Yes indeed, it would seem we are getting praises from all corners of the globe for conducting what was a free and fair election – moreover, one that was free from violence. Why must the world always assume the worst of our African countries and why am I even posing that question when we all know the answer? Our brothers and sisters from the other mothers in too many countries on the continent just can’t get it right.
But, nosey ones, I am bumming – that is US slang for disappointed – for I could not make it to the polls to cast my vote. As much as I had wanted to vote and looked forward to it, the aggravation of my healing groin and hip ligaments resulted in the stressing of my knee so that any movement would have seen it swell to the size of a basketball again.
So what was this very patriotic boy to do? Well, I had to follow what turned out to be the excellent coverage by our public broadcaster. And it gave me immense pleasure!
Firstly it was the consistent reporting of how the DA had lost a lot of ground. Don’t get me wrong, I’m not anti-DA, in fact, quite the opposite.

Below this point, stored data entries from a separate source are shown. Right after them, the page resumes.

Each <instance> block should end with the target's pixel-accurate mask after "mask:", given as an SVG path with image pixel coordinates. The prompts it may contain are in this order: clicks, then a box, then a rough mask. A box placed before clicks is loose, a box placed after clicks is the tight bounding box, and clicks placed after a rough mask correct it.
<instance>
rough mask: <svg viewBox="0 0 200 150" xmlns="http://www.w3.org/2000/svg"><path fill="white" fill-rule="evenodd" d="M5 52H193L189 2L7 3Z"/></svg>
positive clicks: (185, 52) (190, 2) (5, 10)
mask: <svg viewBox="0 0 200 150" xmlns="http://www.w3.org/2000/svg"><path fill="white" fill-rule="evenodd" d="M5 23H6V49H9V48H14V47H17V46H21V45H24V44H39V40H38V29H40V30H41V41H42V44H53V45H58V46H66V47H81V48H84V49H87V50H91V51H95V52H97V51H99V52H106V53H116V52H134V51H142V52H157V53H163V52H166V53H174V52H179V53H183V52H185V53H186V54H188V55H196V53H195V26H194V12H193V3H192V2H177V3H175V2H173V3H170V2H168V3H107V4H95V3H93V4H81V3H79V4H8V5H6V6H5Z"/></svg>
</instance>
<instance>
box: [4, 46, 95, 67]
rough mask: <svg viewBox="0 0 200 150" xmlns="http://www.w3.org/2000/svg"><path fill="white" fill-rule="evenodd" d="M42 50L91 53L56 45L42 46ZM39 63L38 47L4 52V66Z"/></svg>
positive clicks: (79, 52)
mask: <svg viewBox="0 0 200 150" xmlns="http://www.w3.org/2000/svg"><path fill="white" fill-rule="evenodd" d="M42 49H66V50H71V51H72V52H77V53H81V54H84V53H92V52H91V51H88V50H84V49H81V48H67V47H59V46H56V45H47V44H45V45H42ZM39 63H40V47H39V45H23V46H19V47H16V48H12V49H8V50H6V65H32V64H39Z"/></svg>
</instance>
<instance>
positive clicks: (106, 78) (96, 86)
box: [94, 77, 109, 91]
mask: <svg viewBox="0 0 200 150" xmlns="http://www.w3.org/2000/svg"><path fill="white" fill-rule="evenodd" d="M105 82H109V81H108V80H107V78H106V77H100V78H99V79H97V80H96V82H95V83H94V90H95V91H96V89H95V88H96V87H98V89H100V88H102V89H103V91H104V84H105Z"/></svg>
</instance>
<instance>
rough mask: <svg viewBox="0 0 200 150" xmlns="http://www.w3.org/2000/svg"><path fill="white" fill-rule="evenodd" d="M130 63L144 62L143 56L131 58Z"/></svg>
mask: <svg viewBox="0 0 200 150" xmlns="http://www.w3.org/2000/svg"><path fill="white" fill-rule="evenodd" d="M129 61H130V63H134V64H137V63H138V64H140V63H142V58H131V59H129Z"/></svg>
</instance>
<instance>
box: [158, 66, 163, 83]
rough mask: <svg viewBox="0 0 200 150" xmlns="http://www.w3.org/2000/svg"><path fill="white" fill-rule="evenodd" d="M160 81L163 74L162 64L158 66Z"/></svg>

I have always hoped that with the DA being the official opposition it would strengthen its position and parliamentary representation so we can have a better balance in our national assembly. This of course would mean a better chance of a successful no-confidence vote against a mampara like our last so-called president.
However, I noticed early on in the DA campaign that the party’s messages were too confusing and bordered on being seriously patronising.
Next came the electorate telling most of the newly formed parties to take a hike. Forty-five 45 political parties! Was this a joke or what? I certainly hope that those chancers who thought they could wake up one day and launch a political party have come to realise that the people of Mzansi clearly take their voting seriously.
I have a suggestion for these chancers: hey guys, next time, if there is a next time – some were interviewed saying they are here to stay – take your registration fees and register a political action group under section 21; remember the Treatment Action Committee (TAC)? I highly recommend that they follow their lead; to say that group’s achievement with its ARV rollout campaign was remarkable is an understatement.
And besides that suggestion, I must pose the question: who or what “third party” is funding these chancers to enable them to pay the IEC’s hefty elections contestation fee, which if you do not garner enough votes (R45,000) is non-refundable?
These chancers did nothing but quadruple the IEC’s costs: costs that are borne by the taxpayer.
One solution is to raise the contestation fee to, say, a whopping R1-R2 million so that we weed out the chancers.
Yes, I know some will say that would be undemocratic. So what! Out of the 45 parties who contested the election only 14 made the grade while the remaining 31 were nothing but a waste of taxpayer’s money.
Or maybe we should introduce a primary vote – elections that would require new parties to demonstrate a satisfactory number of votes in order to be allowed to run in the national elections. [That would be cheaper – two elections instead of one? – Ed.]
Bottom line is something needs to be done about this new party launching nonsense.
Among my other election pleasures, I must say I was also delighted at the reporting that the ANC’s percentage points had dropped since the 2014 vote. I am a staunch ANC supporter, but heck, sometimes tough love is the only way to send a message, especially to those you love.
And let’s be clear here, comrades, I couldn’t care less which individual you put into the presidency, the attraction is simply the overall policies that the ANC stands behind; you lose those or deviate from them and Jesus will be here – accompanied by Mandela.
Lastly, I am very pleased that the firebrand Patricia de Lille did “Good” enough to make it to the national assembly. [I agree, but haven’t you just condemned this “new party launching nonsense”? – Ed.]
De Lille’s parting of the ways with the DA and starting her own party could very well be a blessing in disguise: we need someone like her on the national arena, so for Mzansi, this is very “Good”.